In Koscuisko’s office St. Clare had spoken of times they’d had in common, incidents about which St. Clare and Koscuisko alike could reminisce for Shona’s benefit — except for the end, of course, because St. Clare hadn’t been there, Koscuisko had had to tell that by himself  This was something different; something clearly very deep in St. Clare’s heart.  Shona didn’t know what to say.  There was more to it, surely.

“And your brother, our Joslire, he backed the others off, d’you see?  Until he’d had a chance to explain that the officer would take it personally.  I’d have suffered without Joslire there, Ise’Ilet, and it was his hide, and partly it was for me because he knew I was as stiff as new boot-leather in those days.  Partly because he didn’t want the officer finding out, being distressed.  Partly because Koscuisko would never have trusted the others once he knew, well, he’d have trusted them maybe but it would have taken him time to forgive it.”

St. Clare let his hand drop, but he hadn’t finished, Shona could see it in his eyes.  There was tearing, in St. Clare’s eyes, but his tone of voice was quiet and steady and determined all the same.  “I know some ugly, friend Shona.  But Joslire did his best to stay between me and ugly whenever he could, and I always wondered what I’d done to deserve it, because he’d had more ugly than many and wasn’t any eager for more than any reasonable soul.”

There was movement, in the shadows within the courier up past the loading-ramp.  The Bench specialist, Delleroy, but Delleroy apparently decided there was an important conversation going on because the movement went to one side and was gone.  Shona concentrated on what St.

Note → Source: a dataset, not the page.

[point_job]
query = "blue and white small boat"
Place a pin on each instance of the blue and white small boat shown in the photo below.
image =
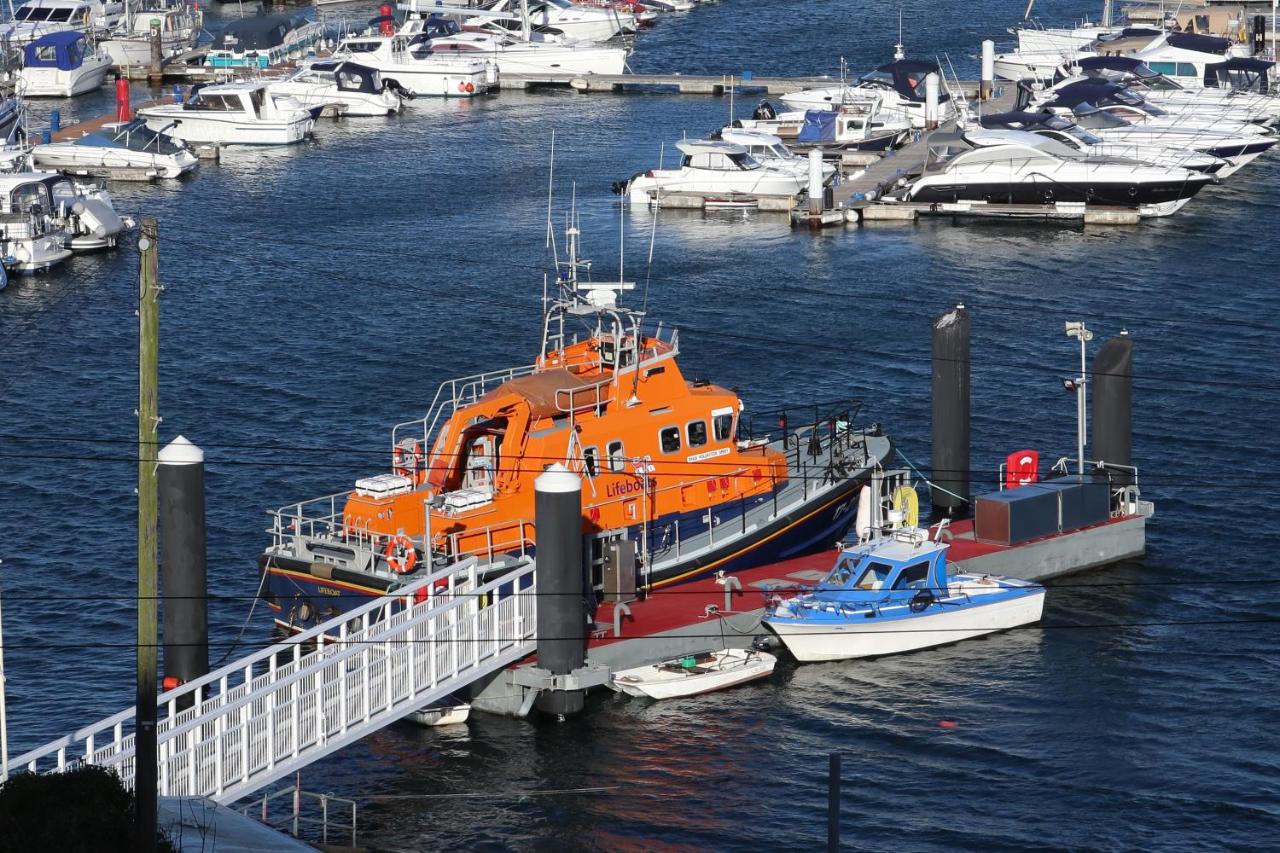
(896, 596)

Clare was trying to say, not understanding all of it and sorry that he understood as much as he did.

“And a man doesn’t talk about his past, there’s only grief in it.  Part of him was just older and could see things coming because he knew about them.  But part of that grief he took on him because he knew he had a brother.  I won’t say I could stand in, Shona, it’s not my place.  But there’s things the officer never knew, things Joslire wanted to keep from him forever, and Jos looked after me almost like his.  You should know these things.”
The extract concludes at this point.